A $1.5 million Economic Opportunity Fund grant helped lure WorldPay’s corporate headquarters to intown Atlanta. -continuing the trend of high-tech companies moving to more urban and walkable communities in search of younger educated associates.
Also, K&K Soul Restaurant is receiving a grant of $172,000 from the Downtown Facad Improvement Grant Program.
Adding everything up, and there is an estimated $20 million left in the Westside TAD. Plus, insiders have said that Post Properties is likely to receive another $4 million at a future Invest Atlanta board meeting – bringing that total to less than $16 million.
So let me ask some questions.
What is the rush?
Why are we spending so much money at such a fast pace?
Why are we giving multi-million dollar grants to well-established developers to develop in already successful downtown districts?
Why did some significant grants awarded in the Westside community go to individuals who have been irresponsible with past funds?
Could the city have been more strategic with its bank account if it had made more targeted grants – spacing them out and giving the market enough time to respond to the major project investments being made in the area (the new Falcons stadium, the new attractions, Georgia State, Friendship Baptist Church)?
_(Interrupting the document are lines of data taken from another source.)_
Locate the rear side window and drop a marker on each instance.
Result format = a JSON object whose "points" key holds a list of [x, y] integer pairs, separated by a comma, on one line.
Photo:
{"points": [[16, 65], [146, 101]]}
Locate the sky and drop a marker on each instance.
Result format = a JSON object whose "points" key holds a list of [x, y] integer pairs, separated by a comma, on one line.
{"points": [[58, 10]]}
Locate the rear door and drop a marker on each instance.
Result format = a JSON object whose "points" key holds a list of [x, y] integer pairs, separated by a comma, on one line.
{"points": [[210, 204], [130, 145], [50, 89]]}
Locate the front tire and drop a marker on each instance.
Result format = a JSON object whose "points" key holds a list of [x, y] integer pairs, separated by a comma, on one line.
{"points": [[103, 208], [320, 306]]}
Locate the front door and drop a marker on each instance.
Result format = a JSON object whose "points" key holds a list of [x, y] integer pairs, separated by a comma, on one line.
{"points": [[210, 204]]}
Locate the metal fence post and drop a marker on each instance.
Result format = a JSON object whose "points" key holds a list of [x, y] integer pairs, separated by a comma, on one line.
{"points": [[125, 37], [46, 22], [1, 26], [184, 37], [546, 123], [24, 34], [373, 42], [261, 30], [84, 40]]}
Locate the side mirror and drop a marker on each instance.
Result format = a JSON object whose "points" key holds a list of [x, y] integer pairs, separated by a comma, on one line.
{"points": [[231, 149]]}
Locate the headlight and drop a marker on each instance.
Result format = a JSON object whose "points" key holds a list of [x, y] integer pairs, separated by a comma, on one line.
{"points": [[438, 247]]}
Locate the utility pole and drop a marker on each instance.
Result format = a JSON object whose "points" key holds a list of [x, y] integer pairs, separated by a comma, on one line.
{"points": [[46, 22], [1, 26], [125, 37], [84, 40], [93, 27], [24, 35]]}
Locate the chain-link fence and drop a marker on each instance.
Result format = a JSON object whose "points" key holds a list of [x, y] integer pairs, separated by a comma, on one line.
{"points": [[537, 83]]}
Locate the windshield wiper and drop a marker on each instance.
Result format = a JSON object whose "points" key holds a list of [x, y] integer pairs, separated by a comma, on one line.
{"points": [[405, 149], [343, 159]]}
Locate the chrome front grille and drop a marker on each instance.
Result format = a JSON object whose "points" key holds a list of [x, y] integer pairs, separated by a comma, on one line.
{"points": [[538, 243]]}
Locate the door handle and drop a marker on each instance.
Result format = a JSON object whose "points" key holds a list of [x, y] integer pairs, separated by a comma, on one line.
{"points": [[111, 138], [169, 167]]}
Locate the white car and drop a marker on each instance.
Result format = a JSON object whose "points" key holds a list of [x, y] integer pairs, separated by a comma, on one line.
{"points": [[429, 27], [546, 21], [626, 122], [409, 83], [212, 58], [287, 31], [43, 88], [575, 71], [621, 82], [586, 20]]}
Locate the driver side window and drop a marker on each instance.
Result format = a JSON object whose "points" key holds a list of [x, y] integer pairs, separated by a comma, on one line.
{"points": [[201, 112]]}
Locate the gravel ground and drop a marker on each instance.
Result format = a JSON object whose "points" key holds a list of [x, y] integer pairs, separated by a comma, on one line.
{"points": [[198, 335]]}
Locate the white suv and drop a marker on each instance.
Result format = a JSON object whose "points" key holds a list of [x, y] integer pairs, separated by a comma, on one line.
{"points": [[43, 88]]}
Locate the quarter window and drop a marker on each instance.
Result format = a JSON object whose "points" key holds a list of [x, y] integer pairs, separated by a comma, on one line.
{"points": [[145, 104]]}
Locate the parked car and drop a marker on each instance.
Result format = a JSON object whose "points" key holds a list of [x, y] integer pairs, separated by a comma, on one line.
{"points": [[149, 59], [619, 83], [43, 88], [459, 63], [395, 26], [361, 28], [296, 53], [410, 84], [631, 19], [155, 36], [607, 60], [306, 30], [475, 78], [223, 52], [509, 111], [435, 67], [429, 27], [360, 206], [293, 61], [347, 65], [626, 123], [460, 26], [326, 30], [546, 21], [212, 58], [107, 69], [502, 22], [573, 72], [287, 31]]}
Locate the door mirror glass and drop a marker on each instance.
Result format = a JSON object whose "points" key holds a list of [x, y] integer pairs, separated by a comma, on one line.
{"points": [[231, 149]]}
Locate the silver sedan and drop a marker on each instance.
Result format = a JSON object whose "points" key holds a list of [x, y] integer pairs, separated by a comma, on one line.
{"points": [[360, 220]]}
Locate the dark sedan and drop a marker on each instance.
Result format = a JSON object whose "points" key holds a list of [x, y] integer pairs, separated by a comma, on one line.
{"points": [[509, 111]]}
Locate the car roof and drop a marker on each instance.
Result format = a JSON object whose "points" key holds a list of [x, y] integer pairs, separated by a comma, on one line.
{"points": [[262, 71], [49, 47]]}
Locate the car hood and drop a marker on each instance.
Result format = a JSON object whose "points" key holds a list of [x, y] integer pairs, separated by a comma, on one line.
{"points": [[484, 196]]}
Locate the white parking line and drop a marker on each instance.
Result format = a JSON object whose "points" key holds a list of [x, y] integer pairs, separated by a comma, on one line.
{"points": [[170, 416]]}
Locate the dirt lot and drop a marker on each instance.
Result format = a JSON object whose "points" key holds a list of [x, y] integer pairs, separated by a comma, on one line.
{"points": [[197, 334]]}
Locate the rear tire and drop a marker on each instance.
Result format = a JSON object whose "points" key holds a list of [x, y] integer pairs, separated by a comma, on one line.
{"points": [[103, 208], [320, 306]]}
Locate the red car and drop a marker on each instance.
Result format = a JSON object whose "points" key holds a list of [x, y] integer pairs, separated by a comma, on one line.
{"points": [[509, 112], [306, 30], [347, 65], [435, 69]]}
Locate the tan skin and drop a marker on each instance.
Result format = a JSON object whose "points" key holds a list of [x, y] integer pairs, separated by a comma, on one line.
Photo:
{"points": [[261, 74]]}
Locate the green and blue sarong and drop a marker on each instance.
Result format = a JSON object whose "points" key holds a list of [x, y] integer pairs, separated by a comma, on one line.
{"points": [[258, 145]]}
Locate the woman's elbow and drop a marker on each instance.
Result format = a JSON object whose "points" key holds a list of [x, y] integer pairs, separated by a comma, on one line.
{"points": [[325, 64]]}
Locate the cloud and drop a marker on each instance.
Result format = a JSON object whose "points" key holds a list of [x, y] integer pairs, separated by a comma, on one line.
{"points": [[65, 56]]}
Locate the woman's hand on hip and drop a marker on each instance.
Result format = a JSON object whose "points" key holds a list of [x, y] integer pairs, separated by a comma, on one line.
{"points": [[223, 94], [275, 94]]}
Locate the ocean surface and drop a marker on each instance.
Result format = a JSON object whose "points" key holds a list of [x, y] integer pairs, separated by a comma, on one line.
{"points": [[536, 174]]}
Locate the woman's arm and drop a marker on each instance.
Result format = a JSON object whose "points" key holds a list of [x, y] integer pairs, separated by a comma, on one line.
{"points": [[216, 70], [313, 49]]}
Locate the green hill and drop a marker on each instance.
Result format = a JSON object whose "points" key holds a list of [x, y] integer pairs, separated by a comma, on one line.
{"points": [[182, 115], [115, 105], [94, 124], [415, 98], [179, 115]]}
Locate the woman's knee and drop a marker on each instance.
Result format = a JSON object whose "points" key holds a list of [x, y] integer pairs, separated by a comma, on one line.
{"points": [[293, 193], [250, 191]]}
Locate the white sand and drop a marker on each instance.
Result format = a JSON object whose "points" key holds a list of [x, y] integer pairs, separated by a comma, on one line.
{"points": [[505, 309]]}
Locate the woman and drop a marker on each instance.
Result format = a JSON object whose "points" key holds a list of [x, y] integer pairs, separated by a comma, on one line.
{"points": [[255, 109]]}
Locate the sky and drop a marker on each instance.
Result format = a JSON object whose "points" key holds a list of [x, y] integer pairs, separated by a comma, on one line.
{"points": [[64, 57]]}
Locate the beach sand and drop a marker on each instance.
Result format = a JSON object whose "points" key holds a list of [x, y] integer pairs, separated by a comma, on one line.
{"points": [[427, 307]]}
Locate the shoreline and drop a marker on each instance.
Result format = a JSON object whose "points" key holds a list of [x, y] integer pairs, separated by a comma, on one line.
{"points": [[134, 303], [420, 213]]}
To be fair, during most of the mayor’s first term, we were in a deep recession, and there was not much of an appetite to finance new real estate investments in Atlanta for several years. Now, one could argue that Invest Atlanta and the city are trying to ride the current wave of investor confidence in the city.
On the other hand, one could argue that it would have made sense to wait and see how much of the development wave could have been financed privately without having to use precious public TAD funds.
Courtney Knight, managing director of redevelopment for Invest Atlanta, said through a spokeswoman that it was late last year that the Community Benefits and Strategic Implementation plans were finalized.
They “served as the catalyst for key projects within the Westside TAD to be funded, and aggressive work has been done to ensure a diversity of projects will be initiated in coming months through various programs,” Knight said.
Meanwhile, just as there has been a rapid draw-down of Westside TAD dollars, Mayor Reed has been moving full-speed ahead with plans to sell off as much of the city’s real estate as he can.
Again, this raises questions.
What’s the rush?
Are we being as strategic as we should be?
Are we working in Atlanta’s long-term interest when we sell our major land holdings within a short period of time?
Personally, I do believe that it is in the city’s best interest to sell Underground Atlanta. And from what I understand, there is a serious buyer with financial means who has a real vision for the property. It would have preferable if that process had been more public, but that is not this mayor’s style.
But all the other real estate deals that are sitting on the mayor’s desk only raise more questions.
Turner Field. Why is the community being shut out. Why is Fulton County, which has one-third interest in the site, being shut out?
Civic Center. Will the city deviate from its behind-closed-doors process and let the community participate in reviewing the entries to its Requests for Qualifications?
Fort McPherson: Regular readers already know how I feel about that one. The city doesn’t even own those 488 acres, and the mayor is still calling the shots.
We are being told that selling most of the property is a good thing when actually the reverse is true. The city would be a much smarter strategic investor if it phased in the development of Fort McPherson, allowing the property to increase in value rather than selling most of it at a bargain basement price.
So I ask again. What’s the rush? What’s the urgency?
Let’s act. But first, let’s act smart.
David Pendered, managing editor of SaportaReport, contributed to this report.